|
I can do one quickly. I need to take affiliations from papers and work out which organisation(s) they're talking about. How would you solve this problem, assuming the affiliations are already extracted for you? What are the top level concerns, how do you break that problem down, how might your problems scale, etc. There's a lot of questions I'd expect to get to, and this should be something done along with the team kind of like we're all working on the problem together. I find it useful to see how well people can talk through the problem, it can lead easily into questions about licensing and rights of reuse, types of errors, etc. If they suggest an approach they've used before, can they explain likely failure cases / benefits? Are there workarounds, detection methods? For example, if you're doing text classification then tfidf+svm is a solid first thing to try, and there's easy ways that can fail which we could talk about. There's a lot of that you can cover in an hour, and it tests whether someone can explain a potential solution to the team effectively, just as they would have to on a day-to-day basis. We can bring up specific types of problems that we face within it, what we've tried, and we can constrain the problem more or lead someone to starting points if it's a bit overwhelming. edit - I guess this would fall under some data science fundamentals, but the approach I think works for CS fundamentals. What data structures could you use? What are the tradeoffs? It's not about finding the one optimal solution, but about how to proceed. |
This is screening for specific domain knowledge (text processing) not general programming aptitude. That's ok if you want specific kinds of prior knowledge on Day 1 but it is not a way to hire generally smart people.
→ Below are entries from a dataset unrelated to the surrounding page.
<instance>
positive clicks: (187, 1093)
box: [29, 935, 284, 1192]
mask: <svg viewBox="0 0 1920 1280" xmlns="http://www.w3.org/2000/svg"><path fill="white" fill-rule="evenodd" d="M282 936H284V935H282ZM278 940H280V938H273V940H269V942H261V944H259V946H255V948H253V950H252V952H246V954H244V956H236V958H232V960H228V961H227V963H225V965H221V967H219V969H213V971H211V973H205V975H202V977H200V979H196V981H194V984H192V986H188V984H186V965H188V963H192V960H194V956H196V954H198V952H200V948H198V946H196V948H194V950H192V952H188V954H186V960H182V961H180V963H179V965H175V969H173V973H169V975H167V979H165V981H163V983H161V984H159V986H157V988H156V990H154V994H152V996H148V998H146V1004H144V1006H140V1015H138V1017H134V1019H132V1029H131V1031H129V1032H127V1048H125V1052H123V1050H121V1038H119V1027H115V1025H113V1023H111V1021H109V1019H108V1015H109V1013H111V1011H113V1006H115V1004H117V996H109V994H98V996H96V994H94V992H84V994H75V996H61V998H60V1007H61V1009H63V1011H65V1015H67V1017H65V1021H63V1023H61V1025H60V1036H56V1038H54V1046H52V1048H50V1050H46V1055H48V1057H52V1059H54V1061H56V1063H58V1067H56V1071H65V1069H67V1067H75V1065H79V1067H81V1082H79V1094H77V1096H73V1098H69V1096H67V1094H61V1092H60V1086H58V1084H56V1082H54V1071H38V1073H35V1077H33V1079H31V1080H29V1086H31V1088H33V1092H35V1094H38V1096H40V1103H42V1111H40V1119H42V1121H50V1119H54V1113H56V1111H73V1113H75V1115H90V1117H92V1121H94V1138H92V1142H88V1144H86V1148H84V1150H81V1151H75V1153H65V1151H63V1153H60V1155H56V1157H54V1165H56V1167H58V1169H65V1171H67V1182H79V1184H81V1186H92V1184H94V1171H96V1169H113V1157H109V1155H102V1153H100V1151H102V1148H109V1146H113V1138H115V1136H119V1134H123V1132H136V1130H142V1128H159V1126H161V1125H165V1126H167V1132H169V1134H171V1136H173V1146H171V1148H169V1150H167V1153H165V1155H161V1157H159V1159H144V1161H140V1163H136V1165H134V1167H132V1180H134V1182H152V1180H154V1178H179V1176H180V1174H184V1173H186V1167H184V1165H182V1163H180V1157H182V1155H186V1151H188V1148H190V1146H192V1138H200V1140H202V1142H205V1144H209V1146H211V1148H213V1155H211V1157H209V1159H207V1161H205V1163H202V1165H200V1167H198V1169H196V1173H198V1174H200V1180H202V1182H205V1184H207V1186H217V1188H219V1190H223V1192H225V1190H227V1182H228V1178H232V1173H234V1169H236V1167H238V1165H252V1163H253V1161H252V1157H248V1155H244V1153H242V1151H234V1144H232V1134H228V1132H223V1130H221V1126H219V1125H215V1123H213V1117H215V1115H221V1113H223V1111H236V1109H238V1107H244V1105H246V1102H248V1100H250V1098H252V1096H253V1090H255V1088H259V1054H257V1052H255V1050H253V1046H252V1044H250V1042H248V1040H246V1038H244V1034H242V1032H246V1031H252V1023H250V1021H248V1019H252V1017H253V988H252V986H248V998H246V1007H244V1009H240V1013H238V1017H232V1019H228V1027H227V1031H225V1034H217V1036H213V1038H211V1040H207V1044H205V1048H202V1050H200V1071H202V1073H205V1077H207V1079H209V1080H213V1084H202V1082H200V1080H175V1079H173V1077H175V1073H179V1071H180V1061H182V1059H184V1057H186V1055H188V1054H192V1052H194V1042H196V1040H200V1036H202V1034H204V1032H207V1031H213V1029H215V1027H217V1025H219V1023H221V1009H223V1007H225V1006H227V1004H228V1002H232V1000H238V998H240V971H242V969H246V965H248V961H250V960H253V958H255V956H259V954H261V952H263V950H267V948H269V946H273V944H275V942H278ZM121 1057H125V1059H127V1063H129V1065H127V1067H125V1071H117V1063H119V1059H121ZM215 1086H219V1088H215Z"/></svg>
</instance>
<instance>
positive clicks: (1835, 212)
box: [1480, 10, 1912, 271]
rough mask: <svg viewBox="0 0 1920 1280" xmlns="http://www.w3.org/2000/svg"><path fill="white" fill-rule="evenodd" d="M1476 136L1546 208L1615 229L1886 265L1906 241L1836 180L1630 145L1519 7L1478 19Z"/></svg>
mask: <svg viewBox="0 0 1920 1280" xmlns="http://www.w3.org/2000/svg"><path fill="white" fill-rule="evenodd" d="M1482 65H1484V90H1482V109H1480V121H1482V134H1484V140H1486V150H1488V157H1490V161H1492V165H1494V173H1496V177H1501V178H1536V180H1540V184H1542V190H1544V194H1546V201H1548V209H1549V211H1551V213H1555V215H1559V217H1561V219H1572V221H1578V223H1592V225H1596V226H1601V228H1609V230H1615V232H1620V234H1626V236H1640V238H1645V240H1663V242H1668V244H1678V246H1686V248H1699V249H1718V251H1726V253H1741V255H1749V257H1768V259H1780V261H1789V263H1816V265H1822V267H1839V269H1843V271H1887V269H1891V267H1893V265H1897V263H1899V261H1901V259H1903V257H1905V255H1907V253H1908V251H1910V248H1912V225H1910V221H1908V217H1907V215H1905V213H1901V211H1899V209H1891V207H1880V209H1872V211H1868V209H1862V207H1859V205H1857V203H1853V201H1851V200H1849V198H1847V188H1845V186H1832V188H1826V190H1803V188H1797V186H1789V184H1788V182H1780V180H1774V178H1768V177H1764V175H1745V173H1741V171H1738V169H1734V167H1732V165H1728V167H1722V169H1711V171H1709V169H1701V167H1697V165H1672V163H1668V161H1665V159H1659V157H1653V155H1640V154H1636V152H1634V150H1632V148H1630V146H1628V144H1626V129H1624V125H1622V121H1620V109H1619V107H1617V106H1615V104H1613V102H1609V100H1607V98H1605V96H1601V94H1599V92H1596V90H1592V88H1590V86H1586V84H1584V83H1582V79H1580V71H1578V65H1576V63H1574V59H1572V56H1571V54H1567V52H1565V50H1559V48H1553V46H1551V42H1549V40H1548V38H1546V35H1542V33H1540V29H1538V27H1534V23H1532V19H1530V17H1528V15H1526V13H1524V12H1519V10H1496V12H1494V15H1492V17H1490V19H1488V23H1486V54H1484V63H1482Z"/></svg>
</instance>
> I guess this would fall under some data science fundamentals, but the approach I think works for CS fundamentals. What data structures could you use? What are the tradeoffs? It's not about finding the one optimal solution, but about how to proceed.
This is exactly how most algorithm interview questions work.
I'm trying to understand what the OP meant by "real problems" not "academic puzzles". It sounded like they avoided hard algorithms yet "got a sense" of CS fundamentals somehow.